Fest bleibt Eins; es sei um Mittag oder es gehe

Bis in die Mitternacht, immer bestehet ein Maas,

Allen gemein, doch jeglichem auch ist eignes beschieden,

Dahin gehet und kommt jeder, wohin er es kann.

Drum! und spotten des Spotts mag gern frohlokkender
Wahnsinn

Wenn er in heiliger Nacht plötzlich die Sänger ergreift.
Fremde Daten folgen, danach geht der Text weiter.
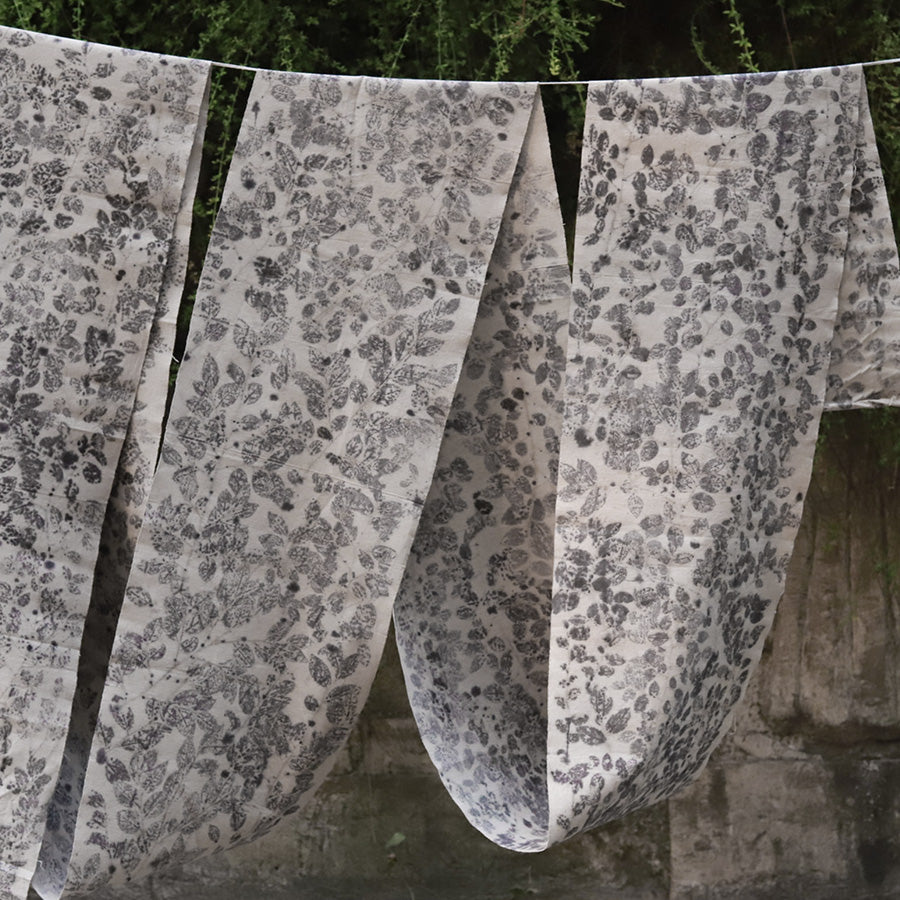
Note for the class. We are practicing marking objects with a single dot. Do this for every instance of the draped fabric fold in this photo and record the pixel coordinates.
(720, 221)
(95, 144)
(334, 309)
(576, 493)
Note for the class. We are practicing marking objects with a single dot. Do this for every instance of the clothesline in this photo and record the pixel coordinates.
(222, 65)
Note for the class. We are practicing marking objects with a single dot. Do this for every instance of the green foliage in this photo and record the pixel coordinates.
(494, 39)
(739, 37)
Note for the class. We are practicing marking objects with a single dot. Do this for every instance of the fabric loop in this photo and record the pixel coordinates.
(577, 493)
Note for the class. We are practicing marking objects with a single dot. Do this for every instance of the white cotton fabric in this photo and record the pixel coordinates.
(335, 306)
(576, 493)
(574, 657)
(95, 144)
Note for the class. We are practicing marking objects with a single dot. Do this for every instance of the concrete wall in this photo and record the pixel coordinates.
(802, 799)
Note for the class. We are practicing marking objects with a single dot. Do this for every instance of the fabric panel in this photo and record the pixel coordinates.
(94, 143)
(335, 306)
(473, 616)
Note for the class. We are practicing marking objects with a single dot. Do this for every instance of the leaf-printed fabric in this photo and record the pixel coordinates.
(605, 540)
(473, 617)
(334, 310)
(94, 149)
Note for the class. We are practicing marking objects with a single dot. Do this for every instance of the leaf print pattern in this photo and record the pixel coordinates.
(473, 615)
(336, 302)
(94, 147)
(607, 504)
(711, 246)
(867, 330)
(595, 571)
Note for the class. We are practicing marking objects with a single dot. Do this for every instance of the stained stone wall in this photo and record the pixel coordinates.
(801, 800)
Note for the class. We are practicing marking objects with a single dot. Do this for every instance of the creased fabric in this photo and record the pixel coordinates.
(94, 149)
(334, 310)
(581, 490)
(560, 682)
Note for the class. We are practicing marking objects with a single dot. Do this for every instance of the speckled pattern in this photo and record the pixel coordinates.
(94, 150)
(337, 299)
(596, 570)
(606, 469)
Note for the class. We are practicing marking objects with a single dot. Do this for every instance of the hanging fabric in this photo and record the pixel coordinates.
(95, 149)
(334, 310)
(721, 222)
(607, 503)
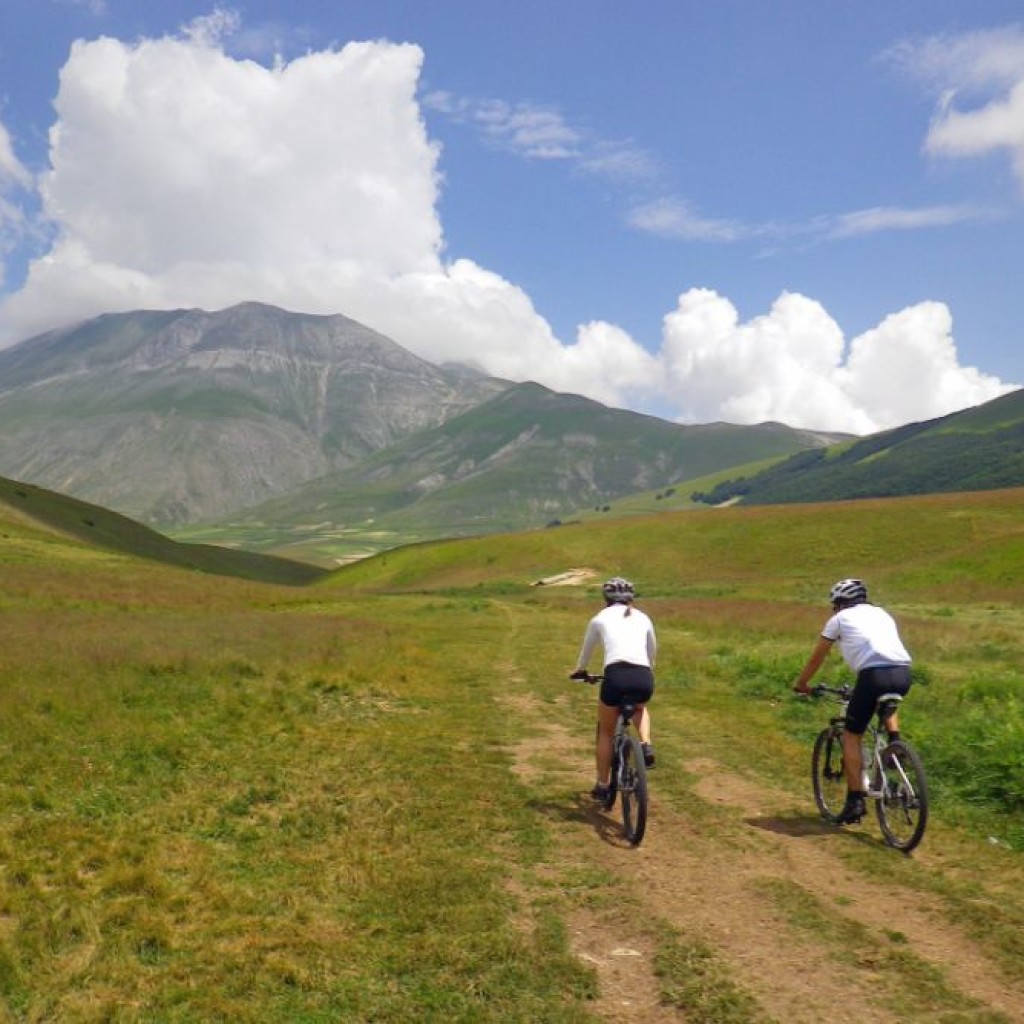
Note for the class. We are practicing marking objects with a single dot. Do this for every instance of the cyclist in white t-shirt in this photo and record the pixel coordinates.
(870, 644)
(627, 636)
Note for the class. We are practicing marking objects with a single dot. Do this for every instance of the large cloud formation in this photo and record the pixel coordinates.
(180, 176)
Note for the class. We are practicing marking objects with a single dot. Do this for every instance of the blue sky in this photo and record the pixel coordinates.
(808, 211)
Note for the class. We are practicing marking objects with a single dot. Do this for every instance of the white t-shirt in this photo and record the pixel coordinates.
(866, 636)
(625, 637)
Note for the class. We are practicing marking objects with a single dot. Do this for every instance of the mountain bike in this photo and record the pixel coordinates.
(629, 772)
(893, 774)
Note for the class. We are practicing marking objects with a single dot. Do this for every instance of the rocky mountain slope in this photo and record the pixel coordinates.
(179, 416)
(524, 458)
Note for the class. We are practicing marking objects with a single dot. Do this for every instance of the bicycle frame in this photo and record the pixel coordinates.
(892, 775)
(629, 773)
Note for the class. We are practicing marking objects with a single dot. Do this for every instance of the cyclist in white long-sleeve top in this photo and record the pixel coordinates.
(627, 636)
(869, 642)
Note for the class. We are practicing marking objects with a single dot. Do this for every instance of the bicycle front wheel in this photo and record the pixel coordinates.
(633, 786)
(826, 773)
(902, 808)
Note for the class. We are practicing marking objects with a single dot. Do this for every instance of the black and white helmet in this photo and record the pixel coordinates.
(848, 590)
(617, 591)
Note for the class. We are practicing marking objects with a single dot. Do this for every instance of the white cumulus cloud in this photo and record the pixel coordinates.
(794, 365)
(180, 176)
(979, 79)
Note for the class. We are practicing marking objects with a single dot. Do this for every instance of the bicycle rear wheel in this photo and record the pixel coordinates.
(826, 773)
(633, 776)
(902, 808)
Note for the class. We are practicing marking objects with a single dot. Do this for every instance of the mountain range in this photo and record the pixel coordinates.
(979, 449)
(271, 419)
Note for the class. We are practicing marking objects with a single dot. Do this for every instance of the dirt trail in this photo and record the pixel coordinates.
(736, 888)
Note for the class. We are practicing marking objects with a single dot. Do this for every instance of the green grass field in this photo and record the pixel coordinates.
(227, 800)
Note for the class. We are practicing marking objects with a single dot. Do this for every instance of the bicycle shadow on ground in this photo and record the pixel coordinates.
(585, 810)
(804, 826)
(794, 825)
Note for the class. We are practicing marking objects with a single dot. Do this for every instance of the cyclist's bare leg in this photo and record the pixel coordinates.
(641, 720)
(606, 718)
(852, 759)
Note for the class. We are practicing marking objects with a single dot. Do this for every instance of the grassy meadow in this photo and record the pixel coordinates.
(226, 800)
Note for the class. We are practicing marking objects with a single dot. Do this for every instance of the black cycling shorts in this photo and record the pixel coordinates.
(871, 683)
(626, 683)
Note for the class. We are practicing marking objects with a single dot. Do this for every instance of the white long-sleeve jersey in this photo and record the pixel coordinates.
(624, 637)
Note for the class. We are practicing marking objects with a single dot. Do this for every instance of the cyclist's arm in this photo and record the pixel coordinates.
(818, 655)
(590, 639)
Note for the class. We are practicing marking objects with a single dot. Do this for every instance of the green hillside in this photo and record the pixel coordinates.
(112, 531)
(524, 459)
(366, 799)
(977, 450)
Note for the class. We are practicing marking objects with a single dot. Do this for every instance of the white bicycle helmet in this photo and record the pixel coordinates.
(617, 591)
(848, 590)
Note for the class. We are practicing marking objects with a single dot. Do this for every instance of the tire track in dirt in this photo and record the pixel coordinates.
(713, 884)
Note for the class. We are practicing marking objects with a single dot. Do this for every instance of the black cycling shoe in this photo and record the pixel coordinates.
(853, 810)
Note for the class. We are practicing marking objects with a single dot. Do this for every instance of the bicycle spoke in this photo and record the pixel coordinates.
(826, 773)
(902, 808)
(633, 782)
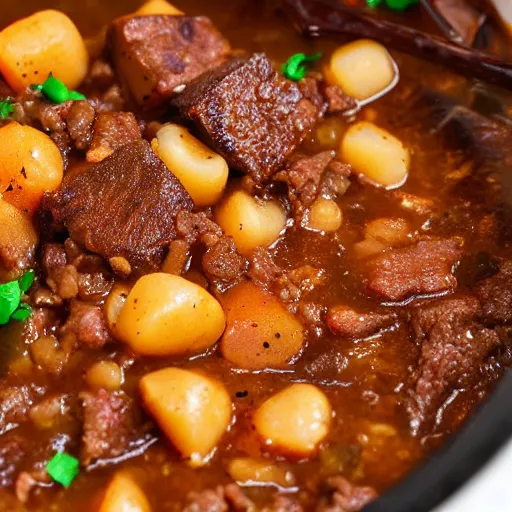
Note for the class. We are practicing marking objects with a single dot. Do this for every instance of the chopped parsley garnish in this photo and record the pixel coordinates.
(10, 299)
(56, 91)
(6, 108)
(296, 66)
(63, 468)
(396, 5)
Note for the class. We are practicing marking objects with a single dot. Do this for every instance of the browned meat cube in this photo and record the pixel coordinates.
(125, 206)
(111, 131)
(419, 269)
(249, 114)
(155, 55)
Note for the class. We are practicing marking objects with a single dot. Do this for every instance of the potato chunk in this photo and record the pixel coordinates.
(124, 495)
(376, 154)
(166, 315)
(295, 420)
(202, 172)
(260, 332)
(249, 221)
(363, 68)
(18, 242)
(192, 409)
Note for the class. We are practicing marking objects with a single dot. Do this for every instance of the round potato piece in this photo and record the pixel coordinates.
(124, 495)
(192, 409)
(167, 315)
(376, 154)
(251, 222)
(295, 420)
(260, 332)
(30, 165)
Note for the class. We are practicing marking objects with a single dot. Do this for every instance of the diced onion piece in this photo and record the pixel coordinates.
(104, 375)
(157, 7)
(376, 154)
(260, 332)
(18, 241)
(362, 68)
(168, 315)
(114, 304)
(193, 410)
(325, 215)
(46, 42)
(249, 221)
(201, 171)
(249, 472)
(30, 165)
(295, 420)
(124, 495)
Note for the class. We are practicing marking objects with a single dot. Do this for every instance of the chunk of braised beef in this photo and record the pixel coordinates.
(111, 131)
(221, 499)
(495, 295)
(420, 269)
(329, 99)
(87, 323)
(307, 177)
(345, 321)
(454, 348)
(249, 114)
(15, 401)
(344, 496)
(157, 55)
(110, 425)
(124, 206)
(223, 265)
(12, 452)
Drum an den Isthmos komm! dorthin, wo das offene Meer
rauscht

Am Parnaß und der Schnee delphische Felsen umglänzt,

Dort ins Land des Olymps, dort auf die Höhe Cithärons,

Unter die Fichten dort, unter die Trauben, von wo

Thebe drunten und Ismenos rauscht, im Lande des Kadmos,

Dorther kommt und zurük deutet der kommende Gott.

4.

Seeliges Griechenland! du Haus der Himmlischen alle,

Also ist wahr, was einst wir in der Jugend gehört?

Festlicher Saal! der Boden ist Meer! und Tische die Berge

Wahrlich zu einzigem Brauche vor Alters gebaut!

Aber die Thronen, wo? die Tempel, und wo die Gefäße,

Wo mit Nectar gefüllt, Göttern zu Lust der Gesang?

Wo, wo leuchten sie denn, die fernhintreffenden Sprüche?

Delphi schlummert und wo tönet das große Geschik?

Wo ist das schnelle? wo brichts, allgegenwärtigen Glüks voll

Donnernd aus heiterer Luft über die Augen herein?

Vater Aether! so riefs und flog von Zunge zu Zunge

Tausendfach, es ertrug keiner das Leben allein;

Ausgetheilet erfreut solch Gut und getauschet, mit Fremden,

Wirds ein Jubel, es wächst schlafend des Wortes Gewalt

Vater! heiter! und hallt, so weit es gehet, das uralt

Zeichen, von Eltern geerbt, treffend und schaffend hinab.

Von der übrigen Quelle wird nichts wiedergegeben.